Buraya kadar bir sorun yoksa, devam edebiliriz. Başarılı darbeler, adeta kural olarak, ulusal ekonomilerde ağır krizlerin yaşandığı, genel olarak halk sınıflarının iç ve dış politik gidişattan memnun olmadıkları, sistem karşıtı değişim talep ve beklentilerinin düzeninin sürdürebilirliğini tehdit eden boyutlara ulaştığı, geniş mağdur kitlelerin bu hoşnutsuzlukların spektaküler bir ifadesi olarak sokaklara çıktıkları, siyasal otoritenin, mevcut siyasal çerçeve içinde sorunları aşmada acze düştüğü koşullarda cereyan ediyor. Darbeler öncesinde, “sıkıyönetim” veya “OHAL” ler ilan ediliyor. Yani bir bakıma, devrimci durumdan söz edilebilecek bir ortamda gerçekleştiriliyor. Tabii kaçınılmaz olarak, her zaman anında olamazsa da, süreç içinde, bu huzursuzluktan devrimci, en azından demokratik sonuçlar elde etmeye çalışan ilerici güçleri, onların toplumsal dayanaklarını hedef alıyor.

Darbeler her zaman ilerici hükümetler devrinde olmuyor.  Türkiye söz konusu edildiğinde, ilerici yönetimlere yolun kapatılmış olduğu şartlarda, hep gerici hükümetlerin iktidar olduğu uğraklarda, ama kesinlikle gerici düzeni, hemen olmasa da, başlangıçta bir takım ilerici tavizler vermek pahasına da olsa, daha geriden  restore veya takviye etmek adına yapılıyor.
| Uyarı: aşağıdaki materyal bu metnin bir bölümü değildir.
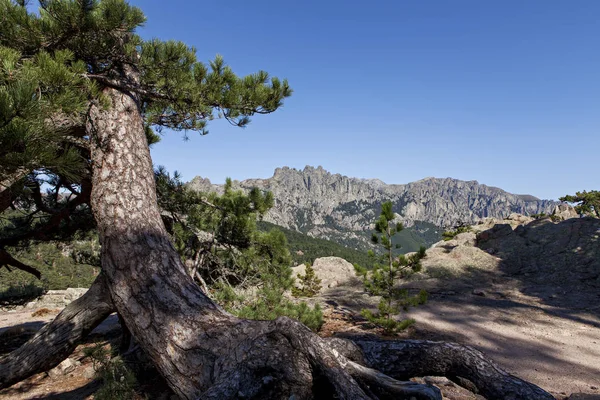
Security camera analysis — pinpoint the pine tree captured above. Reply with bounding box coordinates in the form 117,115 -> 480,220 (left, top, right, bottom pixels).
292,263 -> 321,297
559,190 -> 600,218
358,201 -> 427,334
0,0 -> 551,399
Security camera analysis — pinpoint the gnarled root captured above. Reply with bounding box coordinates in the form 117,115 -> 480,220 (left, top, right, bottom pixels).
0,274 -> 115,389
328,338 -> 554,400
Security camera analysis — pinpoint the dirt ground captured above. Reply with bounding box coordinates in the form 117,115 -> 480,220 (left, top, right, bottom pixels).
0,278 -> 600,400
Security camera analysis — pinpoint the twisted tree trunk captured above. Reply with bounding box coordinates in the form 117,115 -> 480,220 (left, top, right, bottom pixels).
0,274 -> 115,389
0,70 -> 551,400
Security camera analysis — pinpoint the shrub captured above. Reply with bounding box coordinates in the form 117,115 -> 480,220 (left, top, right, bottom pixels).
292,263 -> 321,297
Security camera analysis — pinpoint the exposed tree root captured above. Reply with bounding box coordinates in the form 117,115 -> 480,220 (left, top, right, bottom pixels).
0,274 -> 115,389
329,338 -> 554,400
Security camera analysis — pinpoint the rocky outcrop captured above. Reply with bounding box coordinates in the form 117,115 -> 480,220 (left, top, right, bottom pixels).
292,257 -> 358,290
423,206 -> 600,291
188,166 -> 558,248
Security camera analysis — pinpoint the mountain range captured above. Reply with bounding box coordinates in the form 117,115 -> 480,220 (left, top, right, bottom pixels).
188,166 -> 558,251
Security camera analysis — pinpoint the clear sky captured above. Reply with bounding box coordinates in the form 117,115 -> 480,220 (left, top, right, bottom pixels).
131,0 -> 600,199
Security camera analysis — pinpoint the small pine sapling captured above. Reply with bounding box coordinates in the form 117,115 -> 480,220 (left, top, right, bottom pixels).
357,202 -> 427,334
292,263 -> 321,297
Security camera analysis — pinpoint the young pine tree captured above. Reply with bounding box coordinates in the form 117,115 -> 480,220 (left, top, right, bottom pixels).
292,263 -> 321,297
362,201 -> 427,334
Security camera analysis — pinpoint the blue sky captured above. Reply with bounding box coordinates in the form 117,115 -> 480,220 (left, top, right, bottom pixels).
131,0 -> 600,198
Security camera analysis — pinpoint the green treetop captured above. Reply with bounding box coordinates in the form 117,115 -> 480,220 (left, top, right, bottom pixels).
358,201 -> 427,334
559,190 -> 600,218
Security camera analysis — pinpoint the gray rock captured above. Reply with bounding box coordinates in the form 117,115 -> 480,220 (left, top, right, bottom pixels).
48,358 -> 81,378
292,257 -> 357,291
188,166 -> 558,247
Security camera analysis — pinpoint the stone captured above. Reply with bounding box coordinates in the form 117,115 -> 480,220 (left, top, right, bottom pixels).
48,358 -> 81,378
292,257 -> 357,291
187,166 -> 558,249
552,203 -> 579,221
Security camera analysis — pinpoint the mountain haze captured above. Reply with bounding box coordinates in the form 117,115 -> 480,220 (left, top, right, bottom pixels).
188,166 -> 558,247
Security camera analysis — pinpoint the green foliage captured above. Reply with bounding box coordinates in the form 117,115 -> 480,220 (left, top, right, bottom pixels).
156,168 -> 323,330
0,239 -> 100,301
0,282 -> 45,305
292,263 -> 321,297
84,343 -> 137,400
442,225 -> 471,242
355,202 -> 427,334
559,190 -> 600,218
257,221 -> 372,267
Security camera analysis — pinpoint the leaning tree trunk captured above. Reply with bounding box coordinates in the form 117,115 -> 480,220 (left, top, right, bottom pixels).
0,65 -> 552,400
82,70 -> 556,399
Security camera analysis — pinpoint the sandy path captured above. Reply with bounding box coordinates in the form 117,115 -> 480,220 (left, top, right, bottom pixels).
410,291 -> 600,395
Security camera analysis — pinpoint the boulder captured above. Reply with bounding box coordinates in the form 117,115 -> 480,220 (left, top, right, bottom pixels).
552,203 -> 579,221
292,257 -> 357,290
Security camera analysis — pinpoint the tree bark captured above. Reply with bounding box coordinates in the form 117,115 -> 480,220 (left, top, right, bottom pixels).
0,69 -> 544,400
328,338 -> 554,400
82,69 -> 556,399
0,274 -> 114,389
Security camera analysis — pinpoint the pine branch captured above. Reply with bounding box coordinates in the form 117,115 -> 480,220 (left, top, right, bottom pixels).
0,249 -> 42,279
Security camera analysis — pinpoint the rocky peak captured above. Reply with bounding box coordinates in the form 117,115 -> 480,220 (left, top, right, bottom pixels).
189,166 -> 558,247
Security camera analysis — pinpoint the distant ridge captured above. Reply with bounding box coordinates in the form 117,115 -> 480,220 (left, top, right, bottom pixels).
188,166 -> 558,247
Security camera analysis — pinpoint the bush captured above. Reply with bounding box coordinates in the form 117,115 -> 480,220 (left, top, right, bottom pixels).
292,263 -> 321,297
442,225 -> 471,242
84,344 -> 137,400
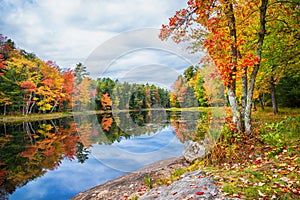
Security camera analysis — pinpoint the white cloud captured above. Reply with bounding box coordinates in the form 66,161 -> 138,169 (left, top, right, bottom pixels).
0,0 -> 197,70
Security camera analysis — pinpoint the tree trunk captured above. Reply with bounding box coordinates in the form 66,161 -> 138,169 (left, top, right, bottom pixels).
245,0 -> 268,135
227,87 -> 243,131
258,94 -> 265,110
270,76 -> 278,115
224,1 -> 244,132
241,67 -> 248,130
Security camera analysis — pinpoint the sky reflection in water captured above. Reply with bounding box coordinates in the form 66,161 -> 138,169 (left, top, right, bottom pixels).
10,126 -> 183,200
Darbeye maruz kalan hükümetlerin emperyalist siyasal talepleri yerine getirmekte ayak diremeleri ya da beceriksiz davranmaları darbe kararlarının alınmasında hızlandırıcı, teşvikçi bir rol oynuyor. Bizde, Demokrat Parti devrindeki darbenin böyle bir boyutunun da olduğunu düşünüyorum. Yine, 12 Eylül öncesinde, ekonomik sorunlar, halk sınıflarının etkin sistem karşıtı protestosu, burjuva siyasetinin kilitlenmesi gibi etkenlerin yanı sıra, NATO’nun güneydoğu kanadının Kıbrıs sorunu yüzünden  çökmüş olmasını, SSCB’nin Afganistan’a müdahalesini ve İran’daki devrimi dikkate almamız gerekir. Sonra, bütün bu olguların kapitalizmin 60’lı yılların sonlarından itibaren derinleşen, yetmişlerin ortasına doğru ivme kazanan krizinin, ancak sermayenin parasalcı birikim modelinin doğrudan ve global ölçekte uygulamaya konulmasıyla aşılabileceği inancının uluslararası tekelci finans sermayesi nezdinde güçlendiği koşullarda  cereyan etmiş olduğunu unutmayalım. Zaten darbeden sonra cuntanın aldığı kararlara bakarsanız, bunların esas olarak emperyalistler ve işbirlikçileri açısından darbenin gerekliliğini haklı çıkartan koşullara yönelik politik önlemler, uygulamalar olduğunu görürsünüz. Emperyalizmin yeni ihtiyaçlarının dayattığı, 2.Savaş sonrasındaki en gerici,  yeni bir sistemsel entegrasyonu sağlamaya yönelik büyük adımlar atıldı.

Pekiy bugün darbe olabilir mi? Türkiye gibi ülkeler, emperyalist zincirin en kırılgan halkalarını teşkil ederler. Son yıllarda emperyalist siyasetin talepleri doğrultusunda Türkiye’de yaşanmakta olan  yapısal manada ekonomik, politik  gerici dönüşümler, halk sınıflarının direnişini tetikleyerek ülkenin kırılganlığını arttırmıştır. Bu bakımdan, başkanlık sistemi talebi, daha doğrusu, sunulan şekliyle otokrasi, işbirlikçi burjuvazi tarafından bu kırılganlığın giderilmesine yönelik bir araç olarak görülmektedir.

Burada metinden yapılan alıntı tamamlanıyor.